One-Pan Wild Rice Stuffed Pork Loin with Root Vegetables

Comfort food made one-pan easy! Twin Cities food blogger greens & chocolate shares her recipe for tender pork loin stuffed with delicious root vegetables.

It’s the time of year that I crave all of the typical comfort foods: pot roast and mashed potatoes, chicken and dumplings, spaghetti and meatballs, BBQ pulled pork and macaroni and cheese (SO GOOD), tater tot hot dish … I seriously could go on and on but I think you get the point: meat and carbs, meat and carbs, meat and carbs. Repeat.

Today I have a new meat and carb combo for you: pork tenderloin stuffed with wild rice. Plus more healthy carbs in the form of veggies! Which, if you didn’t notice, all of the comfort foods mentioned above are severely lacking in.

I seriously cannot say enough about this dish. The ingredients are super simple, but the pork still has a ton of flavor. The wild rice stuffing is made of wild rice (from Minnesota, of course!), onion, apples, garlic and BACON. Yep, I stuffed pork with pork.

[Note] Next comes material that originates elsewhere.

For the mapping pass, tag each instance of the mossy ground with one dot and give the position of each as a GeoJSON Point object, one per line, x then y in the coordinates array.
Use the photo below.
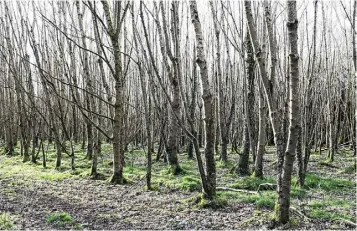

I also made this into a one-pan dish (minus the steps of cooking the stuffing mixture) by roasting the veggies on the same pan as the tenderloin. They require pretty much the same cooking time as the pork (see note below) and it’s just a proud moment pulling out a baking pan that contains your entire dinner. Plus, it
makes for a fun presentation if you are serving this to company.

So about those veggies. I like my veggies super crispy and even a little charred, so I was fine with them being in the oven with the pork for the entire 60 minutes that it was roasting. If you want your veggies a little less crispy, wait about 15-20 minutes after putting the roast in the oven to add them.

Also, my pork tenderloin was definitely closer to the 2-pound range, so if yours is bigger, it might need 10-15 more minutes in the oven. I recommend always using a meat thermometer so you can be sure it reaches the appropriate internal temperature.

This felt like a super fancy weeknight meal but actually came together pretty quick! I especially loved that I could clean up all of the dishes while the pork and veggies were roasting, leaving me only one dish (the pan!) to clean after dinner. This would also be perfect for having company over, as there is no last minute prep. Just pull it out of the oven and dinner is served!

One-Pan Wild Rice Stuffed Pork Tenderloin with Roasted Vegetables


  • 5 slices bacon
  • ½ large yellow onion, diced
  • 1 apple, peeled and diced
  • 2 cloves garlic, minced
  • 1 cup cooked wild rice
  • 2-3 pounds pork tenderloin
  • 3-4 cups of vegetables of your choice (sweet potatoes, brussels sprouts, cauliflower, broccoli, red potatoes, beets, turnips and carrots are all good choices)
  • 2 tablespoons olive oil
  • salt and pepper, to taste


  1. In large skillet, cook bacon.  Once cooked, remove from skillet and place on plate lined with paper towel. Once cool, roughly chop the bacon.
  2. Remove all but approximately 1 tablespoon of the bacon grease from the skillet.
  3. Heat oil over medium-high heat and add onion and apple, cooking for 5-7 minutes, until both are softened.
  4. Add garlic and cook one more minute.
  5. Add bacon back to skillet along with wild rice. Stir well to combine, then remove from heat.
  6. Heat oven to 400 F.
  7. Cut tenderloin lengthwise down the middle to make a pocket for the wild rice stuffing. I also pounded mine with a mallet to get the meat flattened out a bit, to allow for more stuffing.
  8. Place as much stuffing into the pork tenderloin as you can.
  9. Using kitchen twine or toothpicks, seal up the pork tenderloin around the stuffing.
  10. Place pork tenderloin on greased baking sheet.
  11. Toss vegetables with olive oil and season with salt and pepper.
  12. If you like your roasted veggies crispy, place them around the pork tenderloin now.  If you want them not-so-crispy, just place the pork tenderloin in the oven without them and add them to the pan about 15 minutes into the cooking process.
  13. Bake for 50-60 minutes, until internal temperature of the pork reads 160 F.